Material für künstliche Haut Hydrogel gewinnt Strom aus Bewegungen

Forscher haben ein neues dehnbares Material entdeckt, das Strom erzeugt, wenn man es stark drückt. Es könnte sich als Hautsensor selbst mit Energie versorgen.

Nanogenerator
Xiong Pu/ DPA

Nanogenerator


Transparent, sehr dehnbar und biologisch verträglich - diese Kombination zeichnet ein neues Material aus, mit dem aus Alltagsbewegungen Strom erzeugt werden kann. Entwickelt haben es Wissenschaftler um Zhong Lin Wang von der chinesischen Akademie der Wissenschaften in Peking.

Das Konzept hinter der Entwicklung heißt "Energy Harvesting" (Energie ernten): Aus Temperaturunterschieden oder alltäglichen Bewegungen, etwa von Menschen oder Maschinen, werden geringe Mengen elektrischer Energie gewonnen, die für kleine mobile Geräte ausreichen.

Eine Möglichkeit dieser Energiegewinnung bietet der sogenannte triboelektrische Effekt. In zwei Materialien entstehen dabei elektrische Ladungen, wenn sie erst in Kontakt stehen und dann voneinander getrennt werden. Diese elektrostatischen Ladungen können durch sogenannte Induktion in einem elektrischen Leiter Strom erzeugen.

Drucksensor für künstliche Haut

Wang hat bereits vor Jahren einen solchen triboelektrischen Nanogenerator namens Teng entwickelt. Die Weiterentwicklung heißt Steng (s für skin, Haut) und ist zu etwa 96 Prozent durchsichtig. Außerdem könne ein etwas mehr als zwei Millimeter dickes Steng auf mehr als das Zehnfache seiner Länge gedehnt werden - und liefere dann sogar mehr Energie als im ungedehnten Zustand, schreiben Wang und Kollegen im Fachjournal "Science Advances".

Möglich macht diese besonderen Eigenschaften ein spezieller elektrischer Leiter: Ein Hydrogel mit Polyacrylamid, das Lithiumchlorid enthält. In dem Hydrogel werden Ionen (elektrisch geladene Atome oder Moleküle) zu Trägern des elektrischen Stroms, immer wenn der umgebende Kunststoff bewegt oder gedrückt wird. Dieser Kunststoff ist entweder das transparente Polydimethylsiloxan oder ein Stoff für ein bestimmtes Doppelklebeband (3M VHB 9469), das extrem dehnbar ist.

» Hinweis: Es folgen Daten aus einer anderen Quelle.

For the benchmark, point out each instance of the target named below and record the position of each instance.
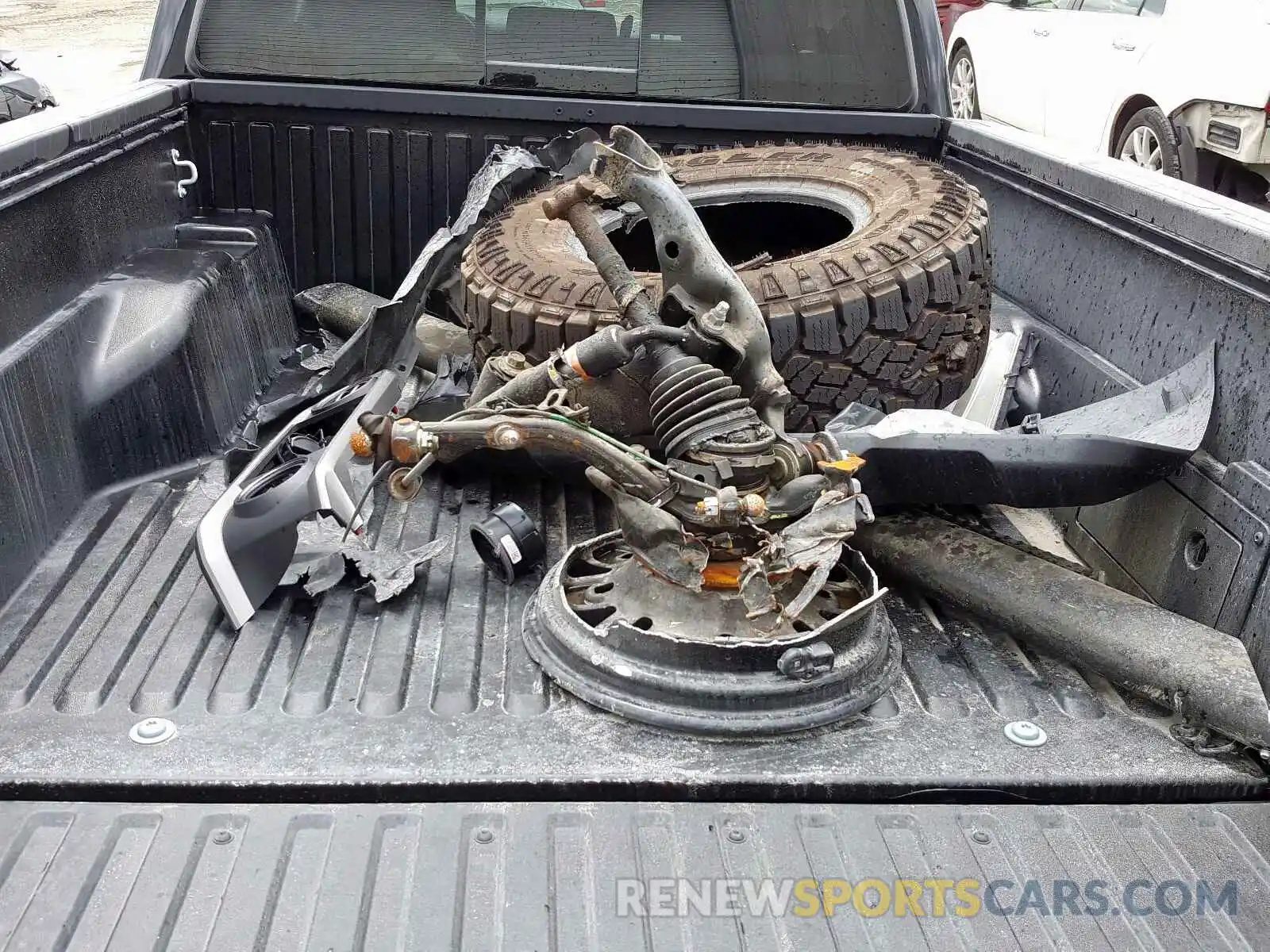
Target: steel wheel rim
(962, 88)
(1142, 149)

Da das Material auch elektrischen Strom generiert, wenn es gedrückt wird, könne es als Drucksensor verwendet werden, der sich selbst mit Energie versorgt. Anwendungsbereiche sehen die Forscher bei künstlicher Haut, weichen Robotern oder elektronischer Kleidung.

Die elektronische Haut kann Druck wahrnehmen
Xiong Pu/ DPA

Die elektronische Haut kann Druck wahrnehmen

Spannung von 145 Volt

Wang und Kollegen erreichten mit dem Steng in einem offenen Stromkreis eine Spannung von bis zu 145 Volt und eine Leistungsdichte von 35 Milliwatt pro Quadratmeter. Sowohl die Kunststoffe als auch das Hydrogel seien sehr leicht und sehr preiswert, schreiben die Forscher: "Es ist auch möglich, das Steng in beliebigen, komplizierten Formen zu entwerfen, solange ein dünner Elastomerfilm die Hydrogele umschließt oder abdichtet."

Die Transparenz und das ionengefüllte Hydrogel als Elektrode seien tatsächlich etwas Neues, sagt Peter Woias von der Universität Freiburg, der nicht an der Studie beteiligt war. Allerdings hat er Zweifel daran, dass das Steng eine sehr breite Anwendung finden wird.

"Wenn man einen Druck ausüben muss, der zwölf Kilogramm entspricht, um 40 Mikrowatt zu erzeugen, dann gibt es sehr viel effizientere Methoden." Vielleicht käme der Stromerzeuger für Schuhe infrage, bei denen solche Kräfte regelmäßig auftreten. Unklar sei auch, wie haltbar triboelektrische Nanogeneratoren auf Dauer seien, gibt Woias zu bedenken. Dennoch könnten sich Nischen für das Steng ergeben, da die Herstellung sehr kostengünstig sei.